In einer neuen Studie (DOI: 10.1038/s41368-025-00368-6) , die am 9. Mai 2025 im International Journal of Oral Science veröffentlicht wurde , stellten Forscher der McGill University ein Hydrogel der nächsten Generation vor, das die Regeneration von speicheldrüsenähnlichem Gewebe unterstützt. Das Team testete drei Formulierungen und fand heraus, dass die Version mit Hyaluronsäure – AGHA genannt – die Bildung großer, lebensfähiger Sphäroide, die die natürliche Drüsenarchitektur nachahmen, am besten unterstützte. Diese 3D-Zellcluster behielten eine hohe Expression wichtiger Speichelproteine ??bei und reagierten dynamisch auf chemische Stimulation, was sie zu einem leistungsstarken Instrument für die Modellierung von Krankheiten und die Erprobung potenzieller Therapien für Xerostomie macht.
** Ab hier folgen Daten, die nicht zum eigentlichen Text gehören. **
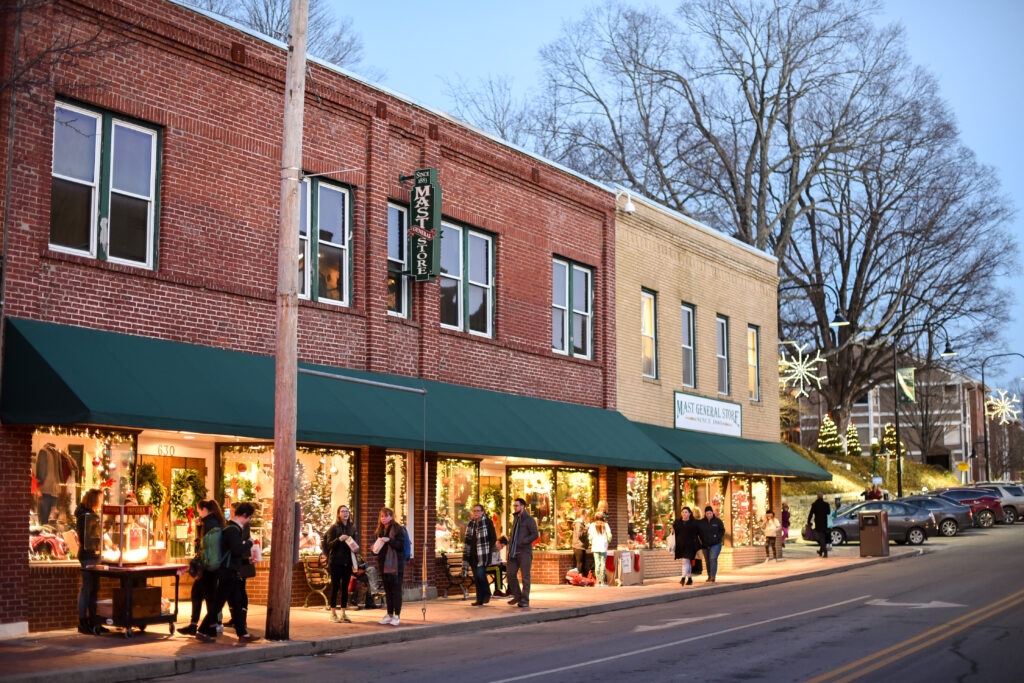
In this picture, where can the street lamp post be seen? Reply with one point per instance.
(947, 352)
(984, 413)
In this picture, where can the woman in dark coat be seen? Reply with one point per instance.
(687, 543)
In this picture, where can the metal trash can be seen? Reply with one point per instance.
(873, 534)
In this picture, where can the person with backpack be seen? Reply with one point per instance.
(235, 552)
(341, 546)
(390, 549)
(480, 538)
(204, 589)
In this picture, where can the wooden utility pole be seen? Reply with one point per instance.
(283, 540)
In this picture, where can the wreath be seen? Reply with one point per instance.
(187, 488)
(150, 489)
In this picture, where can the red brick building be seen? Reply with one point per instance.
(140, 237)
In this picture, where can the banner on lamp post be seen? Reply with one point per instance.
(425, 224)
(904, 384)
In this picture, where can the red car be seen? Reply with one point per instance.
(986, 508)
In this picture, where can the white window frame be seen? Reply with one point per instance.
(310, 248)
(99, 226)
(400, 266)
(651, 296)
(754, 360)
(722, 352)
(688, 312)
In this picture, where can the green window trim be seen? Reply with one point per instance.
(102, 185)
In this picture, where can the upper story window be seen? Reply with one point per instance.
(648, 333)
(689, 356)
(399, 286)
(571, 308)
(103, 186)
(753, 365)
(324, 240)
(722, 327)
(467, 280)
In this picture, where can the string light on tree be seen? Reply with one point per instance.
(800, 371)
(1001, 407)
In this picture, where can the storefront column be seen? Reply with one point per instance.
(15, 479)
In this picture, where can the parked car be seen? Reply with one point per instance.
(950, 517)
(1011, 498)
(907, 523)
(986, 508)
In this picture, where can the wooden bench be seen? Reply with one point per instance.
(317, 579)
(452, 569)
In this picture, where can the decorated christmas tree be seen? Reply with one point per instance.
(889, 438)
(853, 446)
(828, 441)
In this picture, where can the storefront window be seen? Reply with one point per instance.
(637, 487)
(457, 494)
(66, 463)
(396, 485)
(537, 486)
(576, 492)
(662, 507)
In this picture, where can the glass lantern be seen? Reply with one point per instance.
(126, 535)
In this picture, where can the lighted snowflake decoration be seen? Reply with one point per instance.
(1001, 407)
(799, 371)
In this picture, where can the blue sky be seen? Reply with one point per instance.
(974, 48)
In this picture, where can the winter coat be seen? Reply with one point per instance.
(687, 538)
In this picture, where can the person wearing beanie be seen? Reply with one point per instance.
(712, 532)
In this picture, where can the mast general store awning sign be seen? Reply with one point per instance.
(425, 222)
(707, 415)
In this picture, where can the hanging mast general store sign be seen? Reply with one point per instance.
(707, 415)
(425, 224)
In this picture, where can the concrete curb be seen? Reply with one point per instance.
(164, 667)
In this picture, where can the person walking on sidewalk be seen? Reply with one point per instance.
(580, 543)
(600, 538)
(236, 549)
(520, 551)
(390, 549)
(773, 534)
(820, 511)
(205, 587)
(687, 543)
(341, 546)
(712, 532)
(480, 538)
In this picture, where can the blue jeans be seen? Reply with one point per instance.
(711, 559)
(482, 585)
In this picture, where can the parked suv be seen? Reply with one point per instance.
(984, 505)
(950, 517)
(1011, 497)
(907, 523)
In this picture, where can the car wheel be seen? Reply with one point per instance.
(986, 518)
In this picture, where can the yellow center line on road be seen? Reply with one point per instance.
(876, 660)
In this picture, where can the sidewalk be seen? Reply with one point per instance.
(75, 657)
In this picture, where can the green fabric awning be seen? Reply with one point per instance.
(729, 454)
(55, 374)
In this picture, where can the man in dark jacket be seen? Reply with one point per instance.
(236, 548)
(521, 553)
(819, 515)
(712, 534)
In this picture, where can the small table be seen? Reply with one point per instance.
(129, 577)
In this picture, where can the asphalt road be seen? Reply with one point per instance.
(955, 613)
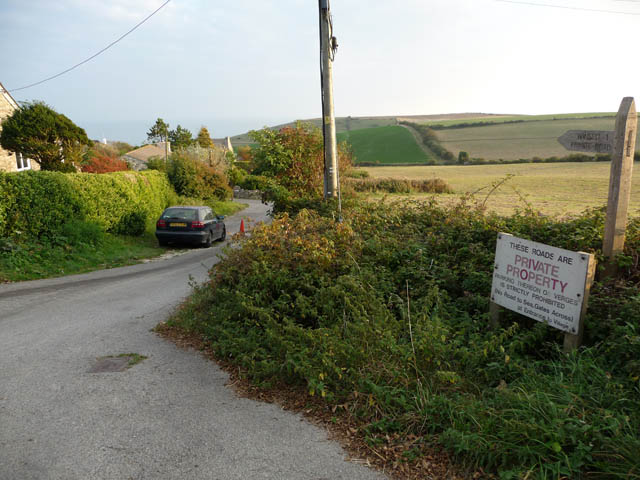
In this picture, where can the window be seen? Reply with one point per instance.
(22, 163)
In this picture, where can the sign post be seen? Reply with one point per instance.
(598, 141)
(621, 143)
(542, 282)
(620, 183)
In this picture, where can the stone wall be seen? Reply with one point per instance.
(8, 160)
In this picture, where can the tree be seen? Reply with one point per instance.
(180, 137)
(39, 132)
(159, 132)
(294, 157)
(204, 139)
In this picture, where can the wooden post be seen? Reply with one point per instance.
(328, 117)
(619, 184)
(495, 312)
(571, 341)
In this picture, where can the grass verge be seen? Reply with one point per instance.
(383, 318)
(82, 247)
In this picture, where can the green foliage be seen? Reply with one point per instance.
(159, 132)
(180, 137)
(78, 247)
(44, 135)
(193, 178)
(204, 139)
(39, 204)
(385, 315)
(293, 156)
(396, 185)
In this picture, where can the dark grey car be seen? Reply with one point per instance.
(193, 225)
Die Forscher verglichen drei Hydrogeltypen: ein einfaches Alginat-Gelatine (AG), eine kollagenergänzte Version (AGC) und ein hyaluronsäurehaltiges AG (AGHA), das Hyaluronsäure enthält. Obwohl alle ähnliche mechanische Eigenschaften wie natives Gewebe zeigten, erwies sich AGHA als das bessere Gerüst. In AGHA-Gelen bildeten azinäre Speicheldrüsenzellen große Sphäroide mit mehr als 100 Zellen und einer Lebensfähigkeit von über 93 %. Diese Strukturen behielten ihre Stoffwechselaktivität und eine robuste Expression funktioneller Marker bei, darunter AQP5 , ZO-1, NKCC1 und ?-Amylase – alle wichtig für die Speichelsekretion. Bei Stimulation mit Isoprenalin steigerten die Sphäroide ihre Produktion ?-Amylase-haltiger Granula und bestätigten damit ihre funktionelle Reaktionsfähigkeit. Die Reversibilität des Gels, die durch einfache Ionenentfernung erreicht wurde, ermöglichte die zerstörungsfreie Gewinnung intakter Sphäroide – ein wesentliches Merkmal für die spätere klinische oder experimentelle Verwendung. Das Hydrogel unterstützte auch erfolgreich die Expansion primärer menschlicher Speichelzellen für bis zu 15 Tage und demonstrierte damit seine Vielseitigkeit als Kulturplattform.